Não é descabido associar a esse cenário a crescente onda de violência que marca as ruas, vem invadindo os muros escolares e estimula a formação das verdadeiras gangues de bairro ou de torcidas organizadas. Os frutos? Ações e ilícitos que configuram desrespeito contínuo à lei e à ordem jurídica, denotando a rarefação dos parâmetros de convivência civilizada em sociedade.
Os professores têm um papel fundamental na formação dessa juventude que dirigirá a economia e conduzirá o desenvolvimento do País nos próximos anos. Com exemplo e coragem, devem mostrar a seus alunos a importância da aceitação de limites, dos valores - solidariedade, compromisso, honestidade, estudo, trabalho - e do respeito às normas e aos princípios que deles decorrem. Isso vale tanto para o relacionamento entre chefia e subordinados no mundo corporativo ou entre professores e alunos em sala de aula, quanto, por exemplo, para os pais e filhos na convivência familiar, para os moradores de um condomínio ou para os músicos que formam uma filarmônica. E o professor - esse profissional pouco valorizado pela sociedade, negligenciado pelo poder público e desrespeitado por pais de alunos, sem formação adequada e com remuneração quase tão baixa quanto a sua autoestima - é um pilar importante para propagar esses conceitos.
Por tudo isso, merece ter o seu papel resgatado por todos e cada um em particular - afinal, esse processo se enquadra nos caso em que, pelo valor da emulação, o total poderá ser maior do que a soma das partes.

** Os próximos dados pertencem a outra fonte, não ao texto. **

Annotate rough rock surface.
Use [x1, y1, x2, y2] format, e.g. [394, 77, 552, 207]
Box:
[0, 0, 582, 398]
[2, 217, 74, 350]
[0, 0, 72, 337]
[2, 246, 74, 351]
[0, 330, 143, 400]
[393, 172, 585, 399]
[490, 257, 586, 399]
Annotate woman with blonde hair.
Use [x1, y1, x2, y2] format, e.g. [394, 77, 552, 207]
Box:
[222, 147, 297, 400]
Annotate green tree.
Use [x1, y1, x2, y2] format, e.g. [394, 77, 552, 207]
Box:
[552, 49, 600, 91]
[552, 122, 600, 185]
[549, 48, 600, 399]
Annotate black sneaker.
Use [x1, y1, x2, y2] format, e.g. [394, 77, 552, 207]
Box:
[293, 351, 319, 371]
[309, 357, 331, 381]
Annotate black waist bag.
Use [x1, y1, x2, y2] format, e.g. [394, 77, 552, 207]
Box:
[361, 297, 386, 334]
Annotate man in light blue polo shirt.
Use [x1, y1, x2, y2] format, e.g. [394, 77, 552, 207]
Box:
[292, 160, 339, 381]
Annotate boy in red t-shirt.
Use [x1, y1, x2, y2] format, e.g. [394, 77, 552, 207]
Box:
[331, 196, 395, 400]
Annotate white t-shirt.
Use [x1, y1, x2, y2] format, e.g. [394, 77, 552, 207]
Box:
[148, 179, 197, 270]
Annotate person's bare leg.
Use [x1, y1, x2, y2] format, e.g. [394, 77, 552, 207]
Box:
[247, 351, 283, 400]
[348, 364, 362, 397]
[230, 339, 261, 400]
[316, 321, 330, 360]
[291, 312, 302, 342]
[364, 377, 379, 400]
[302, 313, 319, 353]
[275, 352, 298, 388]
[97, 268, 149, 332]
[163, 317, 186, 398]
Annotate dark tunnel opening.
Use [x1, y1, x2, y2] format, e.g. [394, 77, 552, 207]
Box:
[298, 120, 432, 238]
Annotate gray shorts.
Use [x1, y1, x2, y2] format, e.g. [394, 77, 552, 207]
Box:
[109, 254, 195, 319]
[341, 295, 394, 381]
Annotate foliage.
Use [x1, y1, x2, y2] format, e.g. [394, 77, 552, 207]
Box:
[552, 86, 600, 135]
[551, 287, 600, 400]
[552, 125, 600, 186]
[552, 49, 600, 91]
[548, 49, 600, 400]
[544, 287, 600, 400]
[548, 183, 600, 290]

A Lei de Diretrizes e Bases da Educação Nacional (LDB) estabelece que a escola deve ser um local de formação de cidadãos e difusão de valores que expirem cidadania e ética. Mas para que ela realize a missão de formadora das novas gerações é necessário que governo e sociedade também a consagrem como espaço da ética, resgatando a autoridade dos mestres e colaborando para o aprimoramento de suas relações com a comunidade, os pais e os alunos. Até porque disseminar os princípios éticos na escola é, antes de tudo, garantir uma sociedade mais justa e mais humana para as novas gerações.